Former President Trump has to be happy now that he was refused business by Signature Bank in the wake of the Capitol riot now that the New York-based lender has cemented itself as just the most recent institution to be close down by official federal regulators.
It was announced that New York state regulators had officially shut down the bank as of this past Sunday, just a scant few days in the wake of the collapse of the California-based Silicon Valley Bank. The activity has sparked a new bought of fear about the possibility that jittery depositors could end up fully withdrawing their savings from various lenders all over the nation, possibly resulting in a destabilized banking system. However, back in 2021, Signature Bank made headlines for rejecting the business of one particular billionaire businessman.
“We witnessed the President of the United States encouraging the rioters and refraining from calling in the National Guard to protect the Congress in its performance of duty,” explained Signature Bank in a release at that time. “At this point in time, to ensure the peaceful transition of power, we believe the appropriate action would be the resignation of the President of the United States, which is in the best interests of our nation and the American people.”
A report from CNBC stated that Signature Bank was heavily invested in a number of highly volatile things like cryptocurrency and also sported $110.4 billion in total assets and $88.6 billion in total deposits as of the end of 2022. In the wake of the move by state regulators from this past weekend, the Federal Deposit Insurance Corporation officially took manual control of the bank.
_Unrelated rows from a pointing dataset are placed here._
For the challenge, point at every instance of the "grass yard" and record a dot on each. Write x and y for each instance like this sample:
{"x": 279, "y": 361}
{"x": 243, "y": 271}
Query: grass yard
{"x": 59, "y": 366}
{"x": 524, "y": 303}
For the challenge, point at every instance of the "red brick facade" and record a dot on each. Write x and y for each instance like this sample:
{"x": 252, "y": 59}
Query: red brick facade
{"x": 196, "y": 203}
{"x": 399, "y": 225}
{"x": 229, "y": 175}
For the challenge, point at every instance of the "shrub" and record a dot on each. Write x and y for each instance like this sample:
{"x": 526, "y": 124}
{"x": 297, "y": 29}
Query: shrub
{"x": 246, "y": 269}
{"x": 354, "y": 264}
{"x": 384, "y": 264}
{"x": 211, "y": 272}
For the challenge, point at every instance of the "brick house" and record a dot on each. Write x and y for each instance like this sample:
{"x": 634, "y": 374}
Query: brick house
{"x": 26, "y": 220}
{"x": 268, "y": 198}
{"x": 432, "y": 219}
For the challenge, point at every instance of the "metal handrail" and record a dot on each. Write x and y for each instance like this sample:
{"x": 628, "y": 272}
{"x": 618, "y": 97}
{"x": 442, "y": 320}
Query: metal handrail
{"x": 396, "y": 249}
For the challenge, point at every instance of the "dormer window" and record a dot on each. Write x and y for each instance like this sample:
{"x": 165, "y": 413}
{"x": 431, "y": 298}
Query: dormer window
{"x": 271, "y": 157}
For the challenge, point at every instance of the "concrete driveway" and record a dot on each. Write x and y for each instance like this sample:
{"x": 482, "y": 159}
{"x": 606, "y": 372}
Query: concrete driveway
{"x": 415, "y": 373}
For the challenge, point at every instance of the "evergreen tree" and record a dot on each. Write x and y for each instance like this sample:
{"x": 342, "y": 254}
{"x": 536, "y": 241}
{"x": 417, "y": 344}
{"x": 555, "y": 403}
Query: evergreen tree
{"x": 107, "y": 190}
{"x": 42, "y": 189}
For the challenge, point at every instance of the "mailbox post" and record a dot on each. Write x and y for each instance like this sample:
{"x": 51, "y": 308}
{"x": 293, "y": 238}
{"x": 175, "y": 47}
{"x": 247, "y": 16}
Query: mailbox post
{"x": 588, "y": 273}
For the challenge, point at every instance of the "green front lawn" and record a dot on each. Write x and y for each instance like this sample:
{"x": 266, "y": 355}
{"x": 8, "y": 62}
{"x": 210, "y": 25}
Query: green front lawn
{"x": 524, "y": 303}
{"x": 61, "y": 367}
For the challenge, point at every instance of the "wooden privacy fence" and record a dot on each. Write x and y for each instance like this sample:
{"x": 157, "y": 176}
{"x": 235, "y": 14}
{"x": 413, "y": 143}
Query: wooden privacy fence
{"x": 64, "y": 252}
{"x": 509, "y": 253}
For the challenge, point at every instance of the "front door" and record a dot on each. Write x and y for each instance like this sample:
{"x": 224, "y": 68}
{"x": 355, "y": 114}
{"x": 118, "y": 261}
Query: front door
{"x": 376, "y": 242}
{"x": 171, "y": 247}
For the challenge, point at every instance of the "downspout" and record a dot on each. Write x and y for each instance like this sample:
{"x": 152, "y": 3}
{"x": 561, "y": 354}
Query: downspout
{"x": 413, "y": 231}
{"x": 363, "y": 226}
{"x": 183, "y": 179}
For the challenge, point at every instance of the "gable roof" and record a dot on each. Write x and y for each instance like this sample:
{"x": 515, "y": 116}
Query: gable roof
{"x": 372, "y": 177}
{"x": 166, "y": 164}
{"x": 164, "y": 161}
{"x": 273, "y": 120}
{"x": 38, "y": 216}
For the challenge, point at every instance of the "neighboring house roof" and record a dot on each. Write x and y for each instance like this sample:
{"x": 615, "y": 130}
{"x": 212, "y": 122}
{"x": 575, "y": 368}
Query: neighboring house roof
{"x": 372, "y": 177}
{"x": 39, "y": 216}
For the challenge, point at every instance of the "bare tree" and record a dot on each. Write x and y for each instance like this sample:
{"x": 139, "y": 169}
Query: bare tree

The closing down of Silicon Valley Bank, which held the title of 16th largest lender in the nation, was the largest bank to collapse since back in 2008 with the collapse of Washington Mutual. Federal officials issued a statement this past Sunday where they insisted that all Silicon Valley and Signature Bank’s depositors will be made whole.
“We are also announcing a similar systemic risk exception for Signature Bank, New York, New York, which was closed today by its state chartering authority,” explained federal officials from a number of agencies, which included the Treasury Department itself, as part of a group statement. “All depositors of this institution will be made whole,” noting “as with the resolution of Silicon Valley Bank, no losses will be borne by the taxpayer.”
It was not at all clear just how these depositors would be getting their funds back. The FDIC insures all deposits up to the level of $250,000, but Silicon Valley bank is thought to have been in possession of insanely massive cash reserves for tech companies, venture capitalists, and wineries. To make issues worse, Treasury Secretary Janet Yellen explained via a news show on Sunday morning that there would not be any attempt at any bailouts for Silicon Valley Bank.